The data for this study were obtained by I. Siveke, me, A. Seidl and S. Baudoux. I recorded and analyzed all data on IID sensitive cells. Data analysis on ITD sensitivity was performed by I. Siveke and me. I. Siveke, I and B. Grothe wrote the manuscript. Experimental design was devised by I. Siveke, me and B. Grothe.
Chapter 3:
In this study, we determined physiological properties of MNTB neurons by in vivo extra-
cellular single cell recordings in anesthetized gerbils. In particular, we assessed the range of spontaneous activity rates in MNTB neurons in order to implement these data in subsequent simulations of spontaneous activity in in vitro experiments. This way, we were able to
measure a realistic measurement of recovery times of response adaptation in MNTB cells in vitro. We subsequently compared the obtained values to the recovery times determined in vivo. Moreover, the introduction of spontaneous activity in the in vitro experiments allowed a
re-assessment of the transmission fidelity of the calyx of Held synapse.
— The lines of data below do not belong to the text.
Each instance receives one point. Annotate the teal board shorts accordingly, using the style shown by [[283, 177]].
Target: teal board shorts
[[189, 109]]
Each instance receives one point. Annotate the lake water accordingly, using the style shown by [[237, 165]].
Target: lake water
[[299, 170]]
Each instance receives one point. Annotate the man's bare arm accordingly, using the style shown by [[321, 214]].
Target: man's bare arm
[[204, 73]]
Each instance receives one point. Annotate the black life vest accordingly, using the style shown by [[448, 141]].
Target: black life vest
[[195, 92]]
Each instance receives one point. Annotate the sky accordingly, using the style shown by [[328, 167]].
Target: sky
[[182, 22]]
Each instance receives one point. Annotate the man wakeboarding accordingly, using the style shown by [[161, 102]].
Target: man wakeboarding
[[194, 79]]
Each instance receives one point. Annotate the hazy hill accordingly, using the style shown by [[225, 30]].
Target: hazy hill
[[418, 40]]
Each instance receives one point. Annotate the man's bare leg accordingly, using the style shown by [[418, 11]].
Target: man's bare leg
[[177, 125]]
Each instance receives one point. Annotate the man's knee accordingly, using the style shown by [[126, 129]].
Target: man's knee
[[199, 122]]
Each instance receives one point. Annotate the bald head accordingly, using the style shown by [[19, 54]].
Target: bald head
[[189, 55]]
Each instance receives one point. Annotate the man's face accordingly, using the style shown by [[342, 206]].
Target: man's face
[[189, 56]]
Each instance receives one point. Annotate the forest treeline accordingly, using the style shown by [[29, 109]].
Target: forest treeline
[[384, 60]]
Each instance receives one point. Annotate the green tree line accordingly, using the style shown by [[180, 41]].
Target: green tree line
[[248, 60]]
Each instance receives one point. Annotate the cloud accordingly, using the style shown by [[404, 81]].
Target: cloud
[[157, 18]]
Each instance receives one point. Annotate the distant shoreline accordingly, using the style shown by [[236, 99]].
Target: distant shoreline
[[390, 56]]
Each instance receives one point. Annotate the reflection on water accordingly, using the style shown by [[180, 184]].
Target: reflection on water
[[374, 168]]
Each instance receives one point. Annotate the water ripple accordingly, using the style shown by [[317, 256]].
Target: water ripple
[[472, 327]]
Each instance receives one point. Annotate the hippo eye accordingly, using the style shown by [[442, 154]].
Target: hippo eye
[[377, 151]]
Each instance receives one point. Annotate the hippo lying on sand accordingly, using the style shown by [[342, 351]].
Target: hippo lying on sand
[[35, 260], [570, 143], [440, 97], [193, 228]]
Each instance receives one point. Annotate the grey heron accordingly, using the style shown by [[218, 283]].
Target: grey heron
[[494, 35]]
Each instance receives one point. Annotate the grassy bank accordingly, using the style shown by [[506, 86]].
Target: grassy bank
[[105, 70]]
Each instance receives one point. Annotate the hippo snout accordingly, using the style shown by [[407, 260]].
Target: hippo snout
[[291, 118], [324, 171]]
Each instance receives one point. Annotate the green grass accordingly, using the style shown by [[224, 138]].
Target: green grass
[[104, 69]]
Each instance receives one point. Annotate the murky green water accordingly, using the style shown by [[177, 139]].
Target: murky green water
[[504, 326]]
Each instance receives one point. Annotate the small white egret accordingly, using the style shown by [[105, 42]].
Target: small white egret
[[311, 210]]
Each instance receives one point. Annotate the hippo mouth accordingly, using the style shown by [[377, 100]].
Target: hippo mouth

I contributed to this study by performing the in vivo experiments and by analyzing most of the in vivo data. In vitro data was obtained and analyzed by J. Hermann. The manuscript was
written by A. Klug and J. Hermann and was revised by me, H. von Gersdorff and B. Grothe. A. Klug, H. von Gersdorff, J. Hermann and I designed the experiments, while A. Klug and B. Grothe devised the study.
Chapter 4:
Here, we examined the potential role of the reciprocal inhibition between the DNLLs on the perceptual suppression of echo directional information. After determining the existence of PI in E/I cells in the gerbil DNLL with in vivo extra-cellular single cell recordings, we assessed
the effects of the DNLL PI on the responses of de novo E/I IC cells to trailing signals with a
physiologically realistic computer model of the auditory brainstem. An ideal observer that relied solely on the output of the model ICs was not only able to identify echoes, but exhibited suppression of echo directional information in a manner that closely agreed with percepts of human subjects that were tested on the same stimuli as the model.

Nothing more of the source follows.